Mr. Dial bowed to the force of Senatorial opinion: “Not having made the speech with any intent to offend anybody, I withdraw it from the record.”*

“Thank God for the expression he has made,” cried Mr. Smith.

Then matters calmed down on the floor. The speech no longer “existed.” To be sure, many copies of the Congressional Record had been printed carrying it. Many press accounts had gone out.

But demands for copies of the speech began to come to Senators, many from the South. They were obliged in most cases to say that copies could not be had, which was true. But such answers were not likely to appease their constituents who may have suspected that the Senators wished to suppress the document. The National Republican, organ of the Republican Party, printed the speech almost in full. It was reported that the Republicans were planning to print and distribute a million copies of the document. The result is likely to be a much greater hearing for Mr. Dial’s withdrawn remarks than ever they would have received in the ordinary course of events.

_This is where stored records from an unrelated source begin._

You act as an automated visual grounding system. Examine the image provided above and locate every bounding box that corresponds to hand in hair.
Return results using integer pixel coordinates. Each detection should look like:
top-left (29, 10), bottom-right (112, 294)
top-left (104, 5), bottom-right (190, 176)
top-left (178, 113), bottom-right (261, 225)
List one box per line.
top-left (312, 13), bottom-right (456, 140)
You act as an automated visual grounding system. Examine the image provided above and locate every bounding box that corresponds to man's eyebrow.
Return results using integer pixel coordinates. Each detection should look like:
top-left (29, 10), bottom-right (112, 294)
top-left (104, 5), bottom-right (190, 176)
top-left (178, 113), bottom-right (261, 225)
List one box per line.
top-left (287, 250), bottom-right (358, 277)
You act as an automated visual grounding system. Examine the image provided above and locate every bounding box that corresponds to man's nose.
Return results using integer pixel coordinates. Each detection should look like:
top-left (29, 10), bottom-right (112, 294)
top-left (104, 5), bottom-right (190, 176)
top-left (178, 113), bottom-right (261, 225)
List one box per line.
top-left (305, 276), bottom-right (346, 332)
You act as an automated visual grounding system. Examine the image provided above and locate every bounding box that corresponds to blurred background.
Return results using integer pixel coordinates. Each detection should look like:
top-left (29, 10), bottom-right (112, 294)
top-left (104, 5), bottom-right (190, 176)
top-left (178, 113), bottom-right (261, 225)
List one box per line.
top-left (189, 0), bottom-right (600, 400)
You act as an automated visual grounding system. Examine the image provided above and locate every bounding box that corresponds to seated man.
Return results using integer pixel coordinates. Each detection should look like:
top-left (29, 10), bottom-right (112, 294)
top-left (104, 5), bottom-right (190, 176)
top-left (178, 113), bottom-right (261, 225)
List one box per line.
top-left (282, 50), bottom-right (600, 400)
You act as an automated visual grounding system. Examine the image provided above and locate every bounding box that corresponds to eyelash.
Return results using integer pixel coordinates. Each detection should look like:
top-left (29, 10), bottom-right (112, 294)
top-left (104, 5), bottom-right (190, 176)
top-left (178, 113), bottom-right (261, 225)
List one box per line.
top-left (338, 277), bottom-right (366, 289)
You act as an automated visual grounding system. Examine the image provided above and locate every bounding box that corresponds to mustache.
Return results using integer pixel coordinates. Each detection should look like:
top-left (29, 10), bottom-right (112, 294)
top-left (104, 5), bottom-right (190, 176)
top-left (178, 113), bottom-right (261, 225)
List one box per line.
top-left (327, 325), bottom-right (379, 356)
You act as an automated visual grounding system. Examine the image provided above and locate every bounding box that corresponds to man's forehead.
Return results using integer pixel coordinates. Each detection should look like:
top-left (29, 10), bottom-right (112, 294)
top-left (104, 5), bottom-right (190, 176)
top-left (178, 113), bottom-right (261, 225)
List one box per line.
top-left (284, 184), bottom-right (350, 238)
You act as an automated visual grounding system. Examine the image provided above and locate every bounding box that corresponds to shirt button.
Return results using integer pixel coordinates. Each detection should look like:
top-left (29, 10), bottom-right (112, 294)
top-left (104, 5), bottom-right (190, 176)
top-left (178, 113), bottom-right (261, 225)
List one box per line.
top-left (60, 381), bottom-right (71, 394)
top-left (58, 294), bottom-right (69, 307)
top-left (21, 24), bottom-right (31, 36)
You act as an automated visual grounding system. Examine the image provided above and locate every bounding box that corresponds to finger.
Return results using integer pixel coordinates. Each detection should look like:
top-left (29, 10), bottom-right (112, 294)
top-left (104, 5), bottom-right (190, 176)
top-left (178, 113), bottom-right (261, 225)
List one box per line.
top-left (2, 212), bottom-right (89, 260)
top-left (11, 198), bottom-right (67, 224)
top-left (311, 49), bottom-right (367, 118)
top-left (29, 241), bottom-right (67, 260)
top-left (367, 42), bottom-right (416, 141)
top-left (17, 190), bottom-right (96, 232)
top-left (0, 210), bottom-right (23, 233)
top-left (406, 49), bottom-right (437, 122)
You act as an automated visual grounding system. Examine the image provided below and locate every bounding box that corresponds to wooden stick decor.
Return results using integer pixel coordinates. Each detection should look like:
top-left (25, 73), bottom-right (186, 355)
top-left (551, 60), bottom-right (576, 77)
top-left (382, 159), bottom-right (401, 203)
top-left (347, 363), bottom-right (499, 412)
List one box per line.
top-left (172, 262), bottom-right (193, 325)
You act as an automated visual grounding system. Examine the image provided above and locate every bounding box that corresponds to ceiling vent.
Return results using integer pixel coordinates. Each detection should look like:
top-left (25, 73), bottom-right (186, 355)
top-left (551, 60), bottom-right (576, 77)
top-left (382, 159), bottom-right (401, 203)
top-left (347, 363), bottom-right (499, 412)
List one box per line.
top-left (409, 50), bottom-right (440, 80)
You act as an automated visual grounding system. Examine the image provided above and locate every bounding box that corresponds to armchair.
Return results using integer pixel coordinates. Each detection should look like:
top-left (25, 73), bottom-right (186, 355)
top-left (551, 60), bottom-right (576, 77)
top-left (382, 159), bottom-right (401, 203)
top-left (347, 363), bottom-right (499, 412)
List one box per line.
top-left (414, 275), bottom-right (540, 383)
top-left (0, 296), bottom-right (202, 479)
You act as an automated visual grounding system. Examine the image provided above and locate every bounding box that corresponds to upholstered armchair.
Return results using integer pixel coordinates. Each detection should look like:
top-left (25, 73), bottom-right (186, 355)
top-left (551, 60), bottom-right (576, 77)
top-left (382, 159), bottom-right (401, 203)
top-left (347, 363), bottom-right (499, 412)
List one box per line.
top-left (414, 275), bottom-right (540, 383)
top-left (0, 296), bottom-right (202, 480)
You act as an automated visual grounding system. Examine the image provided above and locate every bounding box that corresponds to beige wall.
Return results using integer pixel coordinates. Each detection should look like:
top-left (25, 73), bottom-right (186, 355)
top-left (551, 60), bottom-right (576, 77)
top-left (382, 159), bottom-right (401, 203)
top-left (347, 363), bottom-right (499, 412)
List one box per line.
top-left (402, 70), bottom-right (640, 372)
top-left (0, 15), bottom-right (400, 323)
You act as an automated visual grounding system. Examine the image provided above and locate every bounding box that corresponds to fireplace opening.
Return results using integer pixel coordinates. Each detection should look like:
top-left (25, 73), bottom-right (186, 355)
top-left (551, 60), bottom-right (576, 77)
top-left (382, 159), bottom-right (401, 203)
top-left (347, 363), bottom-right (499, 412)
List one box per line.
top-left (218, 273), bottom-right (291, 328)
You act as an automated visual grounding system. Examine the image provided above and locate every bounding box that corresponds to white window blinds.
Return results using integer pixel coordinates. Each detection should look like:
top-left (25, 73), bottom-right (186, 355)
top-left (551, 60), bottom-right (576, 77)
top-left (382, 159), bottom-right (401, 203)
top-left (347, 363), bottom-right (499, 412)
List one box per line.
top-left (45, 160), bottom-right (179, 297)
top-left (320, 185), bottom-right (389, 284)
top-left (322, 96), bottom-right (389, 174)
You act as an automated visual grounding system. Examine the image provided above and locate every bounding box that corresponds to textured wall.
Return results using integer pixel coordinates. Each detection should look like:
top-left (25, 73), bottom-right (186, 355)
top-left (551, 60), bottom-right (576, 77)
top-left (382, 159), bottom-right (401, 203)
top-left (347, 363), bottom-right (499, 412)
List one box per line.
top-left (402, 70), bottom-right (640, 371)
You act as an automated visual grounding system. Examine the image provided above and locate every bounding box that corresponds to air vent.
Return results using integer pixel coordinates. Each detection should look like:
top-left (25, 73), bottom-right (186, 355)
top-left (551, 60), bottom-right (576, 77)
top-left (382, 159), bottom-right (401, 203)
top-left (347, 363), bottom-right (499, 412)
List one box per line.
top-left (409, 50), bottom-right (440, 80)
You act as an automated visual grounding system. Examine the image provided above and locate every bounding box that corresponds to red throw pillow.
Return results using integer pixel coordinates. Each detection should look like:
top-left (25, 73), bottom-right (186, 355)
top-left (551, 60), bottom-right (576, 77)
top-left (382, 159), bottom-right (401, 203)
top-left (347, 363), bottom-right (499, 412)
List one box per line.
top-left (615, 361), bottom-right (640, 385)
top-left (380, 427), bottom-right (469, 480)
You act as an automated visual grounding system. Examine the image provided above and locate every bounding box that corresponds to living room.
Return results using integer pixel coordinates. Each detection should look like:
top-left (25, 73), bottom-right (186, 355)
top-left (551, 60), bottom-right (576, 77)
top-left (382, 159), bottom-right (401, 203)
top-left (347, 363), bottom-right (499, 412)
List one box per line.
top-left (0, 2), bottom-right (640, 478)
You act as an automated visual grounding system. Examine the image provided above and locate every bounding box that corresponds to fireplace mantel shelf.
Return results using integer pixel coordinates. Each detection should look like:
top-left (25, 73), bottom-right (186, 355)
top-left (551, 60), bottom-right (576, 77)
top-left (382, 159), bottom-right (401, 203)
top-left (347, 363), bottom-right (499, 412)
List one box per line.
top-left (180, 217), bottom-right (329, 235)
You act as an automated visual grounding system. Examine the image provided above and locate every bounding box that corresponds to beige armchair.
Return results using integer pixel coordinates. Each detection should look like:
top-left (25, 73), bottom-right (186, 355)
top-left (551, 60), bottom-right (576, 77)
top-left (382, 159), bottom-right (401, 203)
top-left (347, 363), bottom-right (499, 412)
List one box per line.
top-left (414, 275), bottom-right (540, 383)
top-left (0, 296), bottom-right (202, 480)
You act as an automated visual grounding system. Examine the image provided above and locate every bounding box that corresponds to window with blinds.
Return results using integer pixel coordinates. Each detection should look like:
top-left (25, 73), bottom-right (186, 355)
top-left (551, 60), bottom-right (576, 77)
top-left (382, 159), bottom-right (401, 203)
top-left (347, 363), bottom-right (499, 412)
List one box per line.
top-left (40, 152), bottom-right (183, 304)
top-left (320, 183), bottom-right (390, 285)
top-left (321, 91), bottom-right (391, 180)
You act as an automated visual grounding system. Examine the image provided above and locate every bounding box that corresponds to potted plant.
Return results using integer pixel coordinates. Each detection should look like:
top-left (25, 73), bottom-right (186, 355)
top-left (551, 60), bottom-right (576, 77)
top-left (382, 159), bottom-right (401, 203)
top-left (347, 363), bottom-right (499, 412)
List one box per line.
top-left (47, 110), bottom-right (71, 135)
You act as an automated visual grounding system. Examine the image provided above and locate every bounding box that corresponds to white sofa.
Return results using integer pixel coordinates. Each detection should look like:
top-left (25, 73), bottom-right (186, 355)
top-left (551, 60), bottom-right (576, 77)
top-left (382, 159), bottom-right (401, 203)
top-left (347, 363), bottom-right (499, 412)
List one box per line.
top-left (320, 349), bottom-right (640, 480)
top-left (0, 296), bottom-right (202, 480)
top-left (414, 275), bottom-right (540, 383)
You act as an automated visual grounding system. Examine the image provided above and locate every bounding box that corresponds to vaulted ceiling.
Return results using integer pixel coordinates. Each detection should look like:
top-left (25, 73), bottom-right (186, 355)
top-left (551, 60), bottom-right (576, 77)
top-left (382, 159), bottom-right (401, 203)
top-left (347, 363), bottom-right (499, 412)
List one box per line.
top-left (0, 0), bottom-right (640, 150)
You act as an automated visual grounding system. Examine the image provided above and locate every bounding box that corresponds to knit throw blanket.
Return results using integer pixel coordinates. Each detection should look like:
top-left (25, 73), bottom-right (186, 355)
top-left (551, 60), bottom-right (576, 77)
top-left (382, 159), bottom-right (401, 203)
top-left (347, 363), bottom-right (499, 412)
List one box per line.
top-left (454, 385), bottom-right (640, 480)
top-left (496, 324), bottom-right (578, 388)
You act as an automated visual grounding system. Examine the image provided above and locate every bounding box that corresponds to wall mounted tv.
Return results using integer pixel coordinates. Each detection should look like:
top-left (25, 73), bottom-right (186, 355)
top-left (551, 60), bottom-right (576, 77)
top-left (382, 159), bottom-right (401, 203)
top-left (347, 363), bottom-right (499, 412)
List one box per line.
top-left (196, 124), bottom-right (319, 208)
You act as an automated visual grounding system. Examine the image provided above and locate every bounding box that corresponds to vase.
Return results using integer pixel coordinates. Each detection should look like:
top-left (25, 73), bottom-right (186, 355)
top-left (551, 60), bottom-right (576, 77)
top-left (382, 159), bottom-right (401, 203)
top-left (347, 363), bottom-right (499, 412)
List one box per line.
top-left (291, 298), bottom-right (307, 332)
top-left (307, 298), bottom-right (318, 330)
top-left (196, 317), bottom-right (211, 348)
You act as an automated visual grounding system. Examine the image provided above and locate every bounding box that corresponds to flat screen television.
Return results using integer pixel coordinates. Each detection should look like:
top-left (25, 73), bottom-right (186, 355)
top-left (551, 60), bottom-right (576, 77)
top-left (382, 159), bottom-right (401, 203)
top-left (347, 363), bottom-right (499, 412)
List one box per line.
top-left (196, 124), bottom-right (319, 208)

* Extracts from the speech as printed before suppression in the Congressional Record:

“It is time for us Democrats here to be facing the music. There is no sense or manhood or sportsmanship in trying to find excuses and explanations, in whimpering that the people have been deceived or bought; that the organization of the Republicans is invincible; that what worn and stale stump-speech slang calls ‘the interests’ are too strong or our foes too cunning for us, or in raking about for stray scraps of comfort or loose fragments of rainbow hopes here and there—mostly there. We have been beaten in two successive general elections by huge and increasing majorities. Either the people are wrong or we Democrats here in Congress who have made the record for our party the last four years are wrong. From that direct issue there is no escape. For one, I confess myself deeply shamed and moved to searching of my own conscience and review of my own conduct here and diligent study of the course of the Democrats of the two Houses when I read in the newspapers constantly that customers are rushing to Wall Street to buy stocks, feeling assured of safety and prosperity by the fact that the Democratic Party has been beaten by 7,000,000 majority; that throughout the country business men are rejoicing in promise of a great year ahead following our overwhelming rebuff and rebuke. … If we do not see it and know it, we have less understanding and perception than the ostrich, the strategy of which bird is not considered to be sagacious.

“It is a mortifying, bitter truth that the quiet and close thinker in the White House, just elected President as the Republican nominee, is a better Democrat in many essentials, more in accord with the foundation principles of the Democratic Party, than many men who have obtained high and honorable places as ostensible Democrats.

“I, for one, believe the same ethics and rules of honor we observe in our personal conduct should govern us in politics. Some of us on this side of the Chamber have been abetting and urging sabotage and apparently expecting the admiration and applause of the American people for the brilliancy of the performance. The people have neither applauded nor approved. We have incurred along with the sting of defeat the more bitter sting of contempt.”

* By this request, the speech was withdrawn from the official minutes. To be sure, these minutes (i.e., the Congressional Record) had already been printed. In the official copy kept by the Senate the speech will be deleted, and in all reprints of the Record the speech will not appear.